Animisha Tara writes this blog in 2017, when her oldest child is 14 years old. She writes: "While my sense of pride wants me to point out that I don't actually fall into the category of "older adult", I'm not as young as I used to be, and clearly that makes a difference in how my memory processes function."
I find this to be a kind of hasty generalization, and here's why:
The study says that adults in a given age group, on average, given a certain level of commitment, tend to consolidate memory in a specific way.
Often, I find that in public talks/blogs, psychologists/neuroscientists start to give their own anecdotes. Like, we all feel like we've slowed down with age, haven't we? Etc.

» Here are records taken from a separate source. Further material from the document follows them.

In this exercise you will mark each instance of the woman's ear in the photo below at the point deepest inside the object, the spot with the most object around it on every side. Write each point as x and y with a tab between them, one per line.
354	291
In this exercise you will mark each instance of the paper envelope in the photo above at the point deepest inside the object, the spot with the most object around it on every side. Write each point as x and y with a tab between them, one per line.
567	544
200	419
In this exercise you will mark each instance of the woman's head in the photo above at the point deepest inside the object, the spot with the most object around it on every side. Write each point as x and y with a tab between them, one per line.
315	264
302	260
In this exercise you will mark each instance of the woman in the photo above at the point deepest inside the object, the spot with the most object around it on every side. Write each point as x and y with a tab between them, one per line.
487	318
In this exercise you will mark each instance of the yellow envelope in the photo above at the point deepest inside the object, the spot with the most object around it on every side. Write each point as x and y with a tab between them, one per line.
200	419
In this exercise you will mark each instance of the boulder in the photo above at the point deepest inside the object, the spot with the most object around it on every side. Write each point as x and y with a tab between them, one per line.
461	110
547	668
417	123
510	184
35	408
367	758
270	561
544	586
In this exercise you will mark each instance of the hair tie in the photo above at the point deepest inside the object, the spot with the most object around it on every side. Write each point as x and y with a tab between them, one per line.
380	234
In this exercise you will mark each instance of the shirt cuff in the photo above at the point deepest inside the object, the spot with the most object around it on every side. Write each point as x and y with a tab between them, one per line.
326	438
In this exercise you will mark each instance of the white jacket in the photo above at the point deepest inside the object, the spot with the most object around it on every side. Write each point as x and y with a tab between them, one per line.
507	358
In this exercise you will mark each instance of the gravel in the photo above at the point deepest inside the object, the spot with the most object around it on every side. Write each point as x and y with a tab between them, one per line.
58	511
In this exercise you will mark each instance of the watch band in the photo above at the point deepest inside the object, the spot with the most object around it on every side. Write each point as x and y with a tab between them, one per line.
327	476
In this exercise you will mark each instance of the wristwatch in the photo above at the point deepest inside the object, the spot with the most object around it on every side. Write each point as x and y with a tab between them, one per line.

But in science, one person's anecdote doesn't mean much. So I personally find this a little irresponsible on their part. Their personal experience has nothing to do with the study.
There is considerable variability in how different people's brains age. To take an extreme case, Arthur Rubinstein, for instance, seemed to retain his near-photographic memory until the day he died in his 90s. There are many people on these forums who have said that their memory in their 50s doesn't really feel slower or any different than it did in their 20s (they can still learn a concerto within a couple of weeks and so on), and I have met people in real life who have said the same.
Scientific studies "clump" all of this data, and artificially make it seem like the average is a "universal" facet of how humans work. I believe this is what keystring was alluding to as well.
And there are certain factors not being controlled for here: How much has the person in question tried to maintain her memory? How much does she actually use memory in her day-to-day? When looking at older adults, for instance, the idea that there tends to be some decline in memory function is rather "common knowledge". But we shouldn't confuse that to mean that there MUST be decline -- those are two different things.